Mobile devices seem to be the next big frontier for Adobe’s Flash, which powers much of the media and applications on the web, and AIR, which does the same for applications that work outside the web browser. More than one billion devices are estimated to have shipped with Flash Lite by the end of this quarter, but Adobe has yet to make Flash as dominant in the mobile world as it is on standard desktop and laptop computers. That’s one of the goals of the Open Screen Project spearheaded by Adobe, which is supposed to help developers make Flash and AIR applications that work across many devices.

The new distribution comes in the form of the Adobe Flash Lite Distributable Player. Adobe says the player makes it even easier to get Flash Lite and its applications on your phone. Developers can now deliver their applications directly to certain mobile devices, and users can download both the application and the latest version of Flash Lite at the same time. The player works with a number of application aggregators, including GetJar, Thumbplay, and Zed, and is launching in testing mode today on Windows Mobile and Nokia S60 devices.
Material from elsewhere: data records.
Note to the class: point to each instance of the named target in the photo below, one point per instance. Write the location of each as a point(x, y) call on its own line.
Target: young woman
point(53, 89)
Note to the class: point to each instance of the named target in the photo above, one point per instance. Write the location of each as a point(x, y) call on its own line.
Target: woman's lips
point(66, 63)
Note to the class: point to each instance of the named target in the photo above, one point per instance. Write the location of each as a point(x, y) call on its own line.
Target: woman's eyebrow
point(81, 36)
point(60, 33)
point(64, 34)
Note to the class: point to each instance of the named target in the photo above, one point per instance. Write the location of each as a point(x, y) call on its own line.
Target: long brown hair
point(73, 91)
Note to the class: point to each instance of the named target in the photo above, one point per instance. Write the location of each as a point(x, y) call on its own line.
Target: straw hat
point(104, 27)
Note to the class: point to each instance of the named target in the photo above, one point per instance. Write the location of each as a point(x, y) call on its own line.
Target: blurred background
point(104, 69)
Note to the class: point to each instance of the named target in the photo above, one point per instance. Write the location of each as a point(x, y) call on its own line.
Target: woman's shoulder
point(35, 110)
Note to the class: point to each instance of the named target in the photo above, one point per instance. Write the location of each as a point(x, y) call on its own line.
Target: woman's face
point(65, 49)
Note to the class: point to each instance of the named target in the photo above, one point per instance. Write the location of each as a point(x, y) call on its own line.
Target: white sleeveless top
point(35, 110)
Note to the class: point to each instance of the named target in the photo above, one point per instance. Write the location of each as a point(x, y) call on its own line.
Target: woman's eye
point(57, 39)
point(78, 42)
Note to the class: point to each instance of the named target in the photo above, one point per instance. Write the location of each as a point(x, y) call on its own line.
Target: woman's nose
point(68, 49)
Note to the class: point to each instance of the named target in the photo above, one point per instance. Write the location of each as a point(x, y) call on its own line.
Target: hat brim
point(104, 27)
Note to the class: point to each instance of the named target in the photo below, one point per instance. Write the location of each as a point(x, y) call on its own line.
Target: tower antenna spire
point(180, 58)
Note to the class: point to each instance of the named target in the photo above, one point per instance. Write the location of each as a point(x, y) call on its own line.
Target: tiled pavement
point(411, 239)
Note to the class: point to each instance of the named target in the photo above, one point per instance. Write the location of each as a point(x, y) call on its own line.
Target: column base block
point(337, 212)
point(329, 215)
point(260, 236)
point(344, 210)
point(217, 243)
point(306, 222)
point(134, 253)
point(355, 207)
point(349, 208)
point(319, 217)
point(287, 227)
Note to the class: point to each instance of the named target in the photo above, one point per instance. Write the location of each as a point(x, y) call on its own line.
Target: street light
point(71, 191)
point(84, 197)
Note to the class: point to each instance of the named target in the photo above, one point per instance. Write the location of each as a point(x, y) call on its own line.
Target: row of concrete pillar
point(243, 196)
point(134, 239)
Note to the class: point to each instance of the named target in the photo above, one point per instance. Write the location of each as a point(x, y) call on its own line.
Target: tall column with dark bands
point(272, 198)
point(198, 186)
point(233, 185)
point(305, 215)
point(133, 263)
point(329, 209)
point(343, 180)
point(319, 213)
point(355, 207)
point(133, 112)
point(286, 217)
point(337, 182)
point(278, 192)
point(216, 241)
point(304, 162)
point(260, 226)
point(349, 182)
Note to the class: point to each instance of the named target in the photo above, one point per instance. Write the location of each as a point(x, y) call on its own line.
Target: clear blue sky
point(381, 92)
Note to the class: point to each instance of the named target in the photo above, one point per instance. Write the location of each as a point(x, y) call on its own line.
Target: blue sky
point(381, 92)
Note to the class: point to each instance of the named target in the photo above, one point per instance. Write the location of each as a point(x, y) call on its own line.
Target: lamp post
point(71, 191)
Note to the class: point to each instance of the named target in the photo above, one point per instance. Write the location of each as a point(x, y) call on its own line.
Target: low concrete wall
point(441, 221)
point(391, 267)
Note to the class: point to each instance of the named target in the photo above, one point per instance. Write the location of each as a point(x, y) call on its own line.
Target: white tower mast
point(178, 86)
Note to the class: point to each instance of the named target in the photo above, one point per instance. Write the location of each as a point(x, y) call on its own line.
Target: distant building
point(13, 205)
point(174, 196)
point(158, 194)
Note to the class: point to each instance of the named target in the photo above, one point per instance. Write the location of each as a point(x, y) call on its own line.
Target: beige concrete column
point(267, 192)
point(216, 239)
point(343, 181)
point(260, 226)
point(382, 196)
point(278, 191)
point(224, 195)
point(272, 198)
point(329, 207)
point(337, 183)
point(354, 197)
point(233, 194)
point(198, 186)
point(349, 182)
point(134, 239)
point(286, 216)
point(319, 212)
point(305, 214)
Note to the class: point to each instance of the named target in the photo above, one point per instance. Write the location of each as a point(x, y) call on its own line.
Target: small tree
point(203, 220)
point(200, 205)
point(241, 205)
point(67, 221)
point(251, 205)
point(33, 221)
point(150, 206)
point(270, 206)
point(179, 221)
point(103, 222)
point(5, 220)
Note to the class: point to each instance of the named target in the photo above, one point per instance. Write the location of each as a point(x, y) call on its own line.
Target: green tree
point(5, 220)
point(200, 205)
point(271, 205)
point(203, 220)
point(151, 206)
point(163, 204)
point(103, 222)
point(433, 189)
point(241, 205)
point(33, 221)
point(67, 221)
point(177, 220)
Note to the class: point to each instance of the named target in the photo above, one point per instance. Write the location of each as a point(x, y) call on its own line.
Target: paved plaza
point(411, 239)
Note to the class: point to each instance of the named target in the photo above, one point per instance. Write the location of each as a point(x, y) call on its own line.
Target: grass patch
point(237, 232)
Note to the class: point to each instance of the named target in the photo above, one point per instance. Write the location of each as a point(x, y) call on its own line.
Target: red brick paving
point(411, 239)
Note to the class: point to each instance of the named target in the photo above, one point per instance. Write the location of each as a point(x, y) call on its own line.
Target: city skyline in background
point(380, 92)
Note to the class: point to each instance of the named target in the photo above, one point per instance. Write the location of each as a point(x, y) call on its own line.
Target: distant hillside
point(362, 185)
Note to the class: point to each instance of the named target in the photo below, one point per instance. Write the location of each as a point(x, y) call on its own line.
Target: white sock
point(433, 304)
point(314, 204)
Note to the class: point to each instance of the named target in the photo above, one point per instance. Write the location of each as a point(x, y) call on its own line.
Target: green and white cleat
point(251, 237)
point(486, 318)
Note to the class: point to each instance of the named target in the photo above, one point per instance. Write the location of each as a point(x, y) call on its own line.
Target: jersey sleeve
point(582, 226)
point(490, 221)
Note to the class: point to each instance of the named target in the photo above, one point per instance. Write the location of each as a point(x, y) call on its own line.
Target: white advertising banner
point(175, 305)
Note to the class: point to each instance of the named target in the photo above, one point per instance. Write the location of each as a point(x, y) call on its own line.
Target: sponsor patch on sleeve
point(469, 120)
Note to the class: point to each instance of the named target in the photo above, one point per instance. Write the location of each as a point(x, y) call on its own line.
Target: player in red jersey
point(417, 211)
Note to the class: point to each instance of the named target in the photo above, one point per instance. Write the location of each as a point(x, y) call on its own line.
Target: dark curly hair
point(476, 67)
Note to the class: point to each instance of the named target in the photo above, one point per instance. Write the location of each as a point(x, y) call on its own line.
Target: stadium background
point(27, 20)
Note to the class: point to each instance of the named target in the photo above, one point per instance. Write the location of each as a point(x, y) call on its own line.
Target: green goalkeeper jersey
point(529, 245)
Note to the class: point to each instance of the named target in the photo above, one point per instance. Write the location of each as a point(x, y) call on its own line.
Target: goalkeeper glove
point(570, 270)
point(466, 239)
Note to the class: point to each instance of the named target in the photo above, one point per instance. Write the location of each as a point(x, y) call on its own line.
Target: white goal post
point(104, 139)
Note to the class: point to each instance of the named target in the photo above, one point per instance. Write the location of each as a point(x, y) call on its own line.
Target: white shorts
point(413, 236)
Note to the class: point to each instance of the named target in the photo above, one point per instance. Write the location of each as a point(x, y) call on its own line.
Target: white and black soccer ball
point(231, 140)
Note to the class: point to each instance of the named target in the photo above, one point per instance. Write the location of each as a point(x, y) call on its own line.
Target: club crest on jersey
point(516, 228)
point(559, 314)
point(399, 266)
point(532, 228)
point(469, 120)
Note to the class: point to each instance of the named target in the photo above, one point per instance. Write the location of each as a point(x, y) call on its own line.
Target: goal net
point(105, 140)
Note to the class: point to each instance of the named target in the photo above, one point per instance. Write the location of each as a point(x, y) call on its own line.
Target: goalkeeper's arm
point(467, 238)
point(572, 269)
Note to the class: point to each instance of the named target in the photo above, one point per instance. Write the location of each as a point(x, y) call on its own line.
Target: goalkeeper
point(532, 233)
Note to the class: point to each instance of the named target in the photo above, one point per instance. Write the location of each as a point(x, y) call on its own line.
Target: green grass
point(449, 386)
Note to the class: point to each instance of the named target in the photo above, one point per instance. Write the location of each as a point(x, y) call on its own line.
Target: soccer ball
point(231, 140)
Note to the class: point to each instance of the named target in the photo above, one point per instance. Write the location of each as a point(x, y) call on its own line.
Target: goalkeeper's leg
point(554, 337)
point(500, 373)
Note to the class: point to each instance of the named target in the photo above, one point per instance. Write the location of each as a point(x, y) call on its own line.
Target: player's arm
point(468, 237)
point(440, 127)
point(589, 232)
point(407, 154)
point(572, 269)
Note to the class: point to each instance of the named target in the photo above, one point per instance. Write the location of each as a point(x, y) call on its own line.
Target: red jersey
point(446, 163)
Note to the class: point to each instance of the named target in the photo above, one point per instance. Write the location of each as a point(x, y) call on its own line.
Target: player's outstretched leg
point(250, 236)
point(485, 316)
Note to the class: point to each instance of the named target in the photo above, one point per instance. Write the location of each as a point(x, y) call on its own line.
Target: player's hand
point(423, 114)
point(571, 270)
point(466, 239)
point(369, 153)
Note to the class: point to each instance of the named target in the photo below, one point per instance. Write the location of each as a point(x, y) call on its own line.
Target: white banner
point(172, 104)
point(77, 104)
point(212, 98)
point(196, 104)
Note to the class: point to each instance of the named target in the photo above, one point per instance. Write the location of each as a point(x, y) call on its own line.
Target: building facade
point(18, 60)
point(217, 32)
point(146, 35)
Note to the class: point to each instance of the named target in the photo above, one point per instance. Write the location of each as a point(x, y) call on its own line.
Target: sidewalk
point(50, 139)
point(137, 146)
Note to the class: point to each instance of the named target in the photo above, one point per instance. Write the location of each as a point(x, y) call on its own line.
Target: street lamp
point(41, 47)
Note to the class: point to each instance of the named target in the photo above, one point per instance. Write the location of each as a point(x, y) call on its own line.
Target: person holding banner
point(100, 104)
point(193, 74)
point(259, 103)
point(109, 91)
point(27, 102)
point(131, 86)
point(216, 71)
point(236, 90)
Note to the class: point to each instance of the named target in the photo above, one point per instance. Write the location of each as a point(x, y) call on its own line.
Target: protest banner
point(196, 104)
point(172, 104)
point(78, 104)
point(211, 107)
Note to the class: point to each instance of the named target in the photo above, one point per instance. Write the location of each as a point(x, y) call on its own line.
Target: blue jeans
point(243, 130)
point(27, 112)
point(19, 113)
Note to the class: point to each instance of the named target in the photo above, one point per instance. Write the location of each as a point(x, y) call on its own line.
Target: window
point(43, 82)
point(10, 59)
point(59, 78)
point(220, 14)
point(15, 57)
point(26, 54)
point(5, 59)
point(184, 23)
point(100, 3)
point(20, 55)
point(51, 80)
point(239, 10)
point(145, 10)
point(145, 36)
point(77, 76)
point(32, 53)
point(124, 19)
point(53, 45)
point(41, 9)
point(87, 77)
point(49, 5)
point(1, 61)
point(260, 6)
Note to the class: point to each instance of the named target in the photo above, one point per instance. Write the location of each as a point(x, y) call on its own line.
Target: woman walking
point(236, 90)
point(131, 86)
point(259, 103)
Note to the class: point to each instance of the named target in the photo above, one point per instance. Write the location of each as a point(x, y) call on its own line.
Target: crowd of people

That’s a serious improvement over the old model of downloading Flash Lite first, then downloading the application.

Adobe and Nokia have also created a $10 million Open Screen Project fund to support companies that build applications that work on Nokia devices and use Flash or AIR. Here’s what they’re looking for: “Applications will be reviewed for how innovative and compelling the user experience is, how robust the application or planned implementation is, and how well it exploits the capabilities and features of Nokia devices, Adobe Flash, and Adobe AIR.”

There’s still no real word, however, on bringing Flash to Apple’s iPhone, which has been a constant source of speculation for the past year. Last November, Adobe Chief Technology Officer Kevin Lynch said the company has created an iPhone version of Flash but is waiting for approval from Apple. Meanwhile, Apple has been encouraging developers to create applications using JavaScript rather than Flash or Microsoft’s competing platform Silverlight. So Apple clearly isn’t embracing Flash on the iPhone, but we don’t know if it will close the door completely.